Y’know when someone orders pizza for your group and you don’t like any of the toppings they picked? Well, the Czech Republic now finds itself in a similar pickle. See, it’s not quite on board with the European Union’s pledge to ban the sale of gas- and diesel-powered internal combustion cars by 2035. Czech prime minister Andrej Babis even told iDnes, “We will not agree with the ban on selling fossil fuel-powered cars. It’s not possible. We can’t dictate here what green fanatics devised in the European Parliament.”
Babis reportedly goes on to say that the Czech Republic will support an EV infrastructure but refuses to subsidize actual EV production.

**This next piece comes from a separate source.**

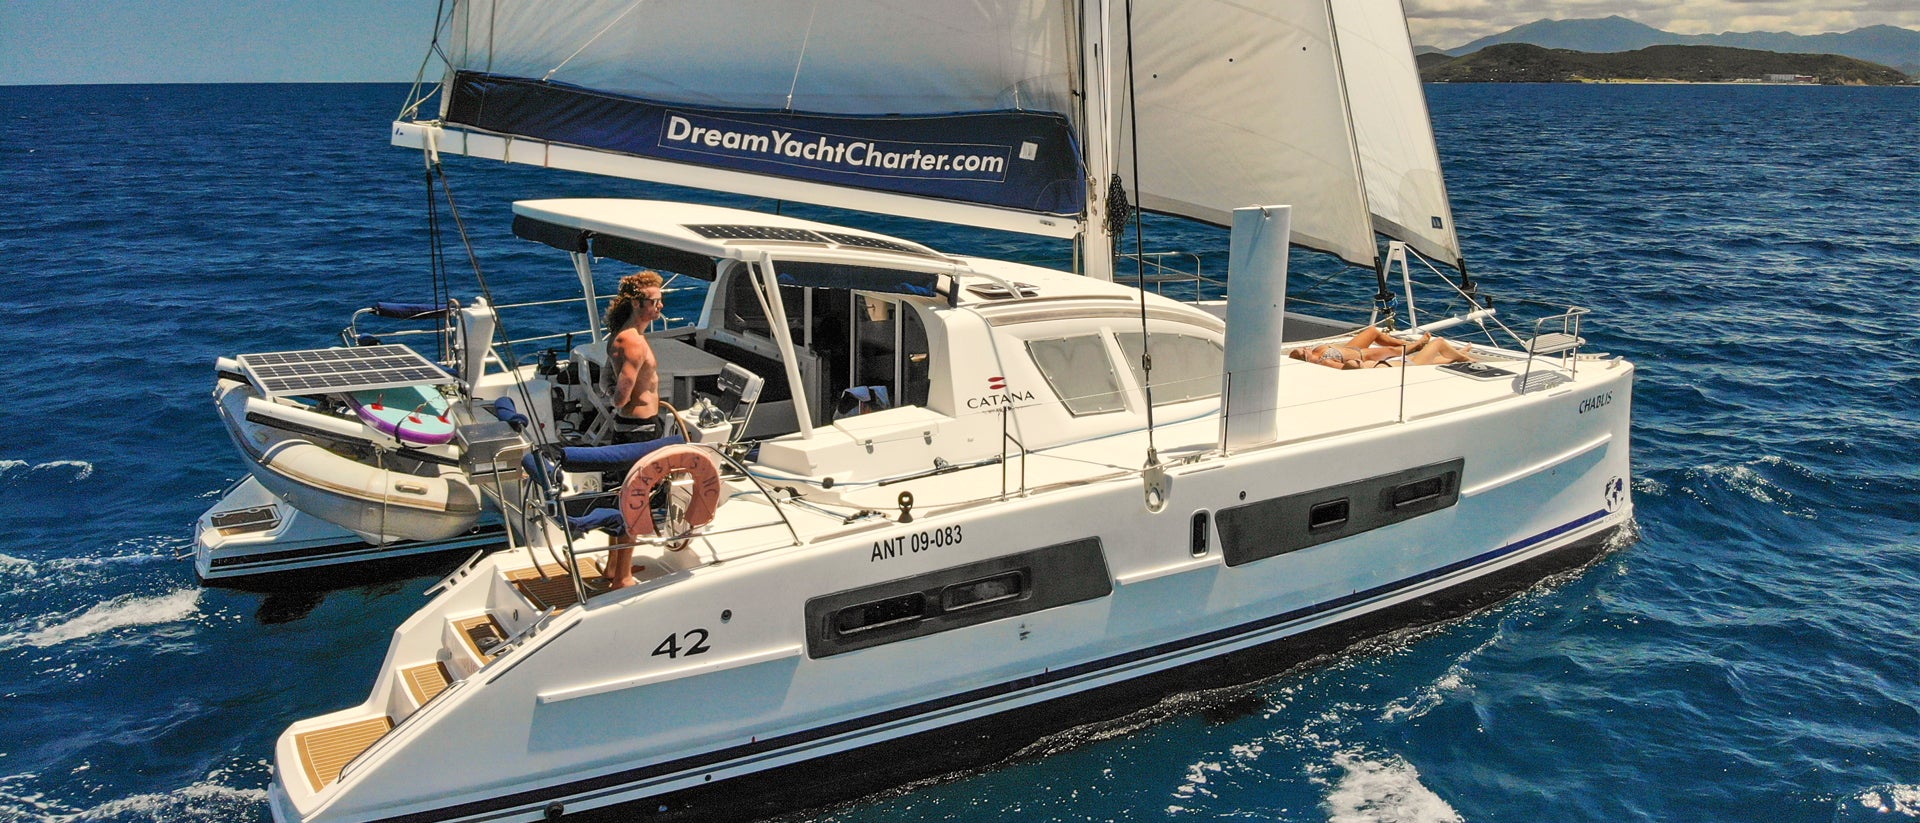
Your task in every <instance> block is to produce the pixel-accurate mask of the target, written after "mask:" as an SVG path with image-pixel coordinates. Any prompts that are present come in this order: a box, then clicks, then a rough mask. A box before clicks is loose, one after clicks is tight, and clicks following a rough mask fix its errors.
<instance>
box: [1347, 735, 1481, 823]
mask: <svg viewBox="0 0 1920 823" xmlns="http://www.w3.org/2000/svg"><path fill="white" fill-rule="evenodd" d="M1332 764H1334V765H1338V767H1340V769H1344V771H1346V773H1344V775H1340V779H1338V781H1336V783H1334V787H1332V790H1331V792H1327V823H1461V821H1463V817H1461V815H1459V811H1453V806H1448V802H1446V800H1442V798H1440V796H1438V794H1434V792H1432V788H1427V787H1425V785H1421V773H1419V769H1415V767H1413V764H1407V762H1405V760H1402V758H1398V756H1388V758H1380V760H1373V758H1367V756H1365V754H1361V752H1336V754H1334V756H1332Z"/></svg>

According to Bloomberg, one-third of the country’s economy is tied to the automotive industry, with the Volkswagen Group-owned, homegrown Škoda brand operating two domestic factories in addition to other plants churning out Toyota and Hyundai products. So, any radical change in the European automotive landscape would likely also mean major disruption for the livelihoods of the Czech people. The report also points out that Babis is up for re-election next month. Are the Czech prime minister’s words simply pandering to a population that he hopes will let him keep his job? Maybe, maybe not.
Either way, similar drama recently broke out when we all learned that Italy was in talks to exempt its exotic marques like Ferrari and Lamborghini from the same ICE ban. It didn’t take long for Porsche, which already has a high-performance EV on the market in the form of the Taycan, to then call foul.
Over the past few years, jurisdiction after jurisdiction has laid out intentions to stop the sale of fossil fuel-burning automobiles by the middle of the next decade. These include but aren’t limited to California, Canada, and the United Kingdom which, in case you forgot, is no longer part of the E.U.